Best Practices in Data Mining: The First Five Commandments

This is the commencement of a quarterly column that will focus on best practices in data mining. We define data mining as all of the analytical methods that are available to transform data into insight. Examples include statistics-based predictive models, homogeneous groupings ("clusters"), cohort analyses such as lifetime value, quantitative approaches to optimizing contact strategies across multiple channels, and the creation of report packages and key-metrics dashboards.

What this Column Will Not Be About

We will not spend a lot of time comparing predictive modeling techniques and software packages. Much has been written, for example, about the merits of regression versus neural networks. Having participated in countless model builds, I speak first-hand to the fact that technique plays only a secondary role in the success or failure of a predictive model.

Discussions about modeling techniques have always reminded me of the theological debate that took place many centuries ago about how many angels can dance on the head of a pin. Today's data miners are fixated on their own pins and angels when they wrangle about techniques!

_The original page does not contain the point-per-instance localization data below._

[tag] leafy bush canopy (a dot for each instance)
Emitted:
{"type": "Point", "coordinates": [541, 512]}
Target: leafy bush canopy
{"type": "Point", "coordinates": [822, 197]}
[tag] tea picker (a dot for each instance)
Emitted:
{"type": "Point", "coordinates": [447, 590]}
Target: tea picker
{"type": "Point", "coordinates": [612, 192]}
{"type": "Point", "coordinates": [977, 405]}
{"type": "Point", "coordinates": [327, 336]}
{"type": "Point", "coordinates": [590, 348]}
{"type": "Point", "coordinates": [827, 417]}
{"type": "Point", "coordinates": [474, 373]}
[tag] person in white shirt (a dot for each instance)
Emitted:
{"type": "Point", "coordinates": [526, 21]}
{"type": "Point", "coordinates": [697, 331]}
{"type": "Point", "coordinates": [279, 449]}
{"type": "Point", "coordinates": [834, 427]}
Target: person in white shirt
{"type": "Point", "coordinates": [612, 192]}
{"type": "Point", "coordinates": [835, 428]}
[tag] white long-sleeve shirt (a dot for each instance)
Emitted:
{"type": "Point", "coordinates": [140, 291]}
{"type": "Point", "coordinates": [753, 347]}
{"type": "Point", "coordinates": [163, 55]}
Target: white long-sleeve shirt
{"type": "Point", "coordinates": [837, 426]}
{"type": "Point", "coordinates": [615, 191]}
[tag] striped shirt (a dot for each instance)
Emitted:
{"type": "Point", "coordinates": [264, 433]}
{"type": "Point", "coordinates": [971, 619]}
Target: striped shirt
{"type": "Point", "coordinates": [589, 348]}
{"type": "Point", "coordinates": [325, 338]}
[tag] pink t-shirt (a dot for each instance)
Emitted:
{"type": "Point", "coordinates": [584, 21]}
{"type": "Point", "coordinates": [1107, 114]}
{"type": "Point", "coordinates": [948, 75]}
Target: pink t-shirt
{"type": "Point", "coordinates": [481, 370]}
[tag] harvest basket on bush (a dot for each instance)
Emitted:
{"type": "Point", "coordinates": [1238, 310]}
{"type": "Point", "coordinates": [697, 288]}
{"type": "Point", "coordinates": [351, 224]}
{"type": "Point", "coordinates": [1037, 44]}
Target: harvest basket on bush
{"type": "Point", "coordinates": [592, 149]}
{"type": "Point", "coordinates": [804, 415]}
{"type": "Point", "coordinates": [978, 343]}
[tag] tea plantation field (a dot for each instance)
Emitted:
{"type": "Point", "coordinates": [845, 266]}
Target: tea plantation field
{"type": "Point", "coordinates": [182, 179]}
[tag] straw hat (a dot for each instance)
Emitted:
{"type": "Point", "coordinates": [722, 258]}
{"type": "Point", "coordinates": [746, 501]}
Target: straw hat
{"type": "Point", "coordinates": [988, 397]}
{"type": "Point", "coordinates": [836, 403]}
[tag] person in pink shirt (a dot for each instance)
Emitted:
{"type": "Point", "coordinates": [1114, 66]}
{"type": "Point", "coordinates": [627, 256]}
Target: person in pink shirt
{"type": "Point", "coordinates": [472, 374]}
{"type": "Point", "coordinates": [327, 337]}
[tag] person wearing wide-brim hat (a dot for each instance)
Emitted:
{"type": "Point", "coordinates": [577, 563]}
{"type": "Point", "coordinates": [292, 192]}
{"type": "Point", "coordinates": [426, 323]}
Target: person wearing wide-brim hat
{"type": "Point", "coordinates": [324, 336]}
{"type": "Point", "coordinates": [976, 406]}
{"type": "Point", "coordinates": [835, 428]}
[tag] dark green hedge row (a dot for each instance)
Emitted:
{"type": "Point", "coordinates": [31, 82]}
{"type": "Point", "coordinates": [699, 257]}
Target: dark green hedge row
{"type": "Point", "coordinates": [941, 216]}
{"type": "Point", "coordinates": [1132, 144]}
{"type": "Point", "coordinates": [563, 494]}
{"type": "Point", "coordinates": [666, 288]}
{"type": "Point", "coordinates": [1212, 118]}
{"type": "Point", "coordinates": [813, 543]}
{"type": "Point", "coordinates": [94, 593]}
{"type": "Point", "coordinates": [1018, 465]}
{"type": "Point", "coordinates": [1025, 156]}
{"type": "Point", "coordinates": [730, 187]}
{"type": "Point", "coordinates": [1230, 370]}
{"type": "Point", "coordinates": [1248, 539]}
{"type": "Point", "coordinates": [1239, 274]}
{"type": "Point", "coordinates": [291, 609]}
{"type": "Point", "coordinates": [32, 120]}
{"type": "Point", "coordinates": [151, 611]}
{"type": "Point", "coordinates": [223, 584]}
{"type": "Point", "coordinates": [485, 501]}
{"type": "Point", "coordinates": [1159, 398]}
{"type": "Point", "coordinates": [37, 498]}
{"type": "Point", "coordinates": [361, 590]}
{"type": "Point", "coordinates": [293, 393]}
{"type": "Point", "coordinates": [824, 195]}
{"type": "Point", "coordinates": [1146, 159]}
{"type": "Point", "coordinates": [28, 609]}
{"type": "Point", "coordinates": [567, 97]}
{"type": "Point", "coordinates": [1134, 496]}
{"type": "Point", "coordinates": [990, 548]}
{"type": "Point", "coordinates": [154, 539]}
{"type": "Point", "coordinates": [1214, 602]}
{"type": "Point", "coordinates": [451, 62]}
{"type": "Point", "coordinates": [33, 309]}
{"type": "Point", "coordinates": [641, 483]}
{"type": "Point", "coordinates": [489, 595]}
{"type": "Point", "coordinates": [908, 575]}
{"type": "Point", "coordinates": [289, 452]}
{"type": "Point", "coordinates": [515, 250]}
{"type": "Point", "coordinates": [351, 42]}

A by-product of this wrangling is the fantastic claims made by proponents of some of these techniques. Unfortunately, such claims are pabulum for the gullible. The inconvenient truth, to borrow a phrase from a prominent national politician, is that technique has very little impact on results. There is only so much variance in the data, and the stark reality is that new techniques are not going to drastically improve the power of predictive models.

What this Column Will Be About

The focus will be on the truly important issues; namely, just about everything else having to do with data mining. For example, this month's topic will be the significant improvements that are possible for optimizing the raw inputs to the data mining process. The ultimate goal is to perform data mining off a platform that we at Daystar Wheaton Group refer to as Best Practices Marketing Database Content. This, in turn, supports deep insight into the behavior patterns that form the foundation for data-driven decision-making.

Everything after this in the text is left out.